また、僕はヴァイオリンの仲間のような顔をしていますが、実はヴァイオリン属の
楽器ではないそうです。今の「ヴィオラ=ダ=ガンバ」などと同じヴィオール(ヴィ
オラ)属の楽器だそうです。オーケストラの弦楽器は僕以外は弦と弦の音程差が5度
ですが、僕は4度の差ですし、弓の持ち方も違います。(弓の持ち方は一般的な持ち
方であるジャーマン式(ヴィオール属の持ち方)とヴァイオリンと同じように持つフ
レンチ式とがあります。)また、ヴァイオリン、ビオラ並びにチェロは「いかり肩」
のボディラインをしていますが、僕はやさしい「なで肩」をしています。いつも、低
い音を鳴らしているので厳つい奴だと思っているかも知れませんが、実は優しい性格
なのですよ。楽器が大きいこともあって鳴り始めもゆったりしているし・・・・・。
(198?年春作成 某団員アーカイブより)
上の原稿を書いてから、早30ん年、コントラバスを弾き出して40年以上が
過ぎたとは、時の流れの速さを感じずにはいられません。
<ベーシストの珍エピソード集>
・本番中、長いフォルティッシモで力が入り過ぎ、弓をへし折ってしまった情熱ベーシスト。

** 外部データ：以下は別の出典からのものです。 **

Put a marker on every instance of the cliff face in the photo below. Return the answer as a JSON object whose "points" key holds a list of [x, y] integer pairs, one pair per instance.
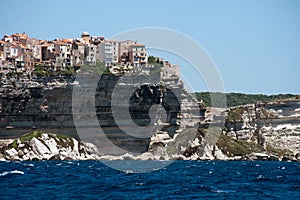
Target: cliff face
{"points": [[274, 125], [45, 146], [46, 103]]}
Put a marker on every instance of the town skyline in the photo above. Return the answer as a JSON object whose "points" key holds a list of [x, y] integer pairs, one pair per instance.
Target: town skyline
{"points": [[21, 53], [255, 45]]}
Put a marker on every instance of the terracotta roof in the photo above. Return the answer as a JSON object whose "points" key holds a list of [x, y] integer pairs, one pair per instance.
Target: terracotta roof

・ベートヴェンの5番で5弦ベースがないからと、4弦のEをCに下げて弾きこなしていた学生ベーシスト。
・楽器を自宅に持ち帰り、翌朝寝坊して学校に遅刻するからとコントラバスを抱えて自転車に乗っていた豪腕高校生。
・楽器の中に、変な棒が入っていると魂柱(駒の振動を裏板に伝える弦楽器の重要な部品)を抜き取った昆虫採集男。
・アルコールが入った方が指が回ると、コンサート前に一杯引っ掛ける本番での飲酒プレイの常習犯。
(この方たちは、オケアン京都のベーシストではありません。念のため。)
この先、もっとすごいベーシストに出会うかと思うと楽しみ??です。